Over the next 20 years Western Sydney will grow by 1.36 million people, from 2.8 to 4.1 million people. That is a 49 per cent increase, and a 63 per cent or two thirds proportion of NSW’s total growth over that time.
 
Meanwhile, all eight of Western Sydney’s local government areas (LGAs) are in the third of Sydney’s LGAs with the least access to public transport, according to the McKell Institute report titled ‘Funding the Infrastructure of Tomorrow’.
 
The report also notes that the government is running out of money from its past privatisations, and suggests further privatisation of the taxpayers’ transport assets to make up for the shortfall.
 
A road user charge and public transport fare hike have also been foreshadowed by the report, the second such government report to do so.
 
Comment from Chris Minns, NSW Labor Leader:
 
“The Government went to the last election – saying you can have it all, and no privatisation.
 
“The government has wasted over $25 billion and counting in cost blowouts on major projects – many in Sydney’s east and north.

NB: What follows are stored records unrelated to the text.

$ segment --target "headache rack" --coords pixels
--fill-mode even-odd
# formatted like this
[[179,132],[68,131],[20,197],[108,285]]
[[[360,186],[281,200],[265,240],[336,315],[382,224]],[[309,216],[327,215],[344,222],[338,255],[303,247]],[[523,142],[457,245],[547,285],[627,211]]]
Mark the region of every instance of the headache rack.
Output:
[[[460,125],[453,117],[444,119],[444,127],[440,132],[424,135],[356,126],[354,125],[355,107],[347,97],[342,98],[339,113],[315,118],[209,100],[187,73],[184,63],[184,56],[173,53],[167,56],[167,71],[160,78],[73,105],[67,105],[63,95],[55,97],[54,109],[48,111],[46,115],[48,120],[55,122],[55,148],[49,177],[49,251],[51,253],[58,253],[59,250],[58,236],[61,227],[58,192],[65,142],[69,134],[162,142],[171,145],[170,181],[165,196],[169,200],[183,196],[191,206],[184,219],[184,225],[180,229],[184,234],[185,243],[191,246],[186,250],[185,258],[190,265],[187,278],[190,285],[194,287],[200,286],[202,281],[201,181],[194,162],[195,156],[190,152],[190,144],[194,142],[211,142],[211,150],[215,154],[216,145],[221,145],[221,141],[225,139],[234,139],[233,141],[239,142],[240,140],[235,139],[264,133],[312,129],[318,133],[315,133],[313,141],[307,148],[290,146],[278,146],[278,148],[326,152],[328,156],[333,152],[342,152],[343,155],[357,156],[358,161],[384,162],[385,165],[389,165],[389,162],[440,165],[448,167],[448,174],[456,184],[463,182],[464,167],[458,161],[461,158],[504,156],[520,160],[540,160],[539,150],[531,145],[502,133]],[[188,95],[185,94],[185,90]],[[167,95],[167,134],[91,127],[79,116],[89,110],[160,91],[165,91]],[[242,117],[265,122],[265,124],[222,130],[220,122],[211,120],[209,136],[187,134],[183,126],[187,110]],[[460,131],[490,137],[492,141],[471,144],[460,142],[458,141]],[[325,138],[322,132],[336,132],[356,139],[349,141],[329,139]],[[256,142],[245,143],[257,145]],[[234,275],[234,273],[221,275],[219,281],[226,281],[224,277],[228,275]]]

Now that the money has run dry, Western Sydney residents are again the ones who miss out.”
 
Comment from John Graham, NSW Shadow Minister for Roads:
 
“This government has over-promised, now they are set to under-deliver.
 
“Outer suburban communities will pay the cost. The money has run out before these transport promises have been delivered.”
 
Comment from Jo Haylen, NSW Shadow Minister for Transport:
 
“They now find themselves in a situation where they have no other option but to cancel projects they promised communities, because they have run out of money from their privatisation agenda.”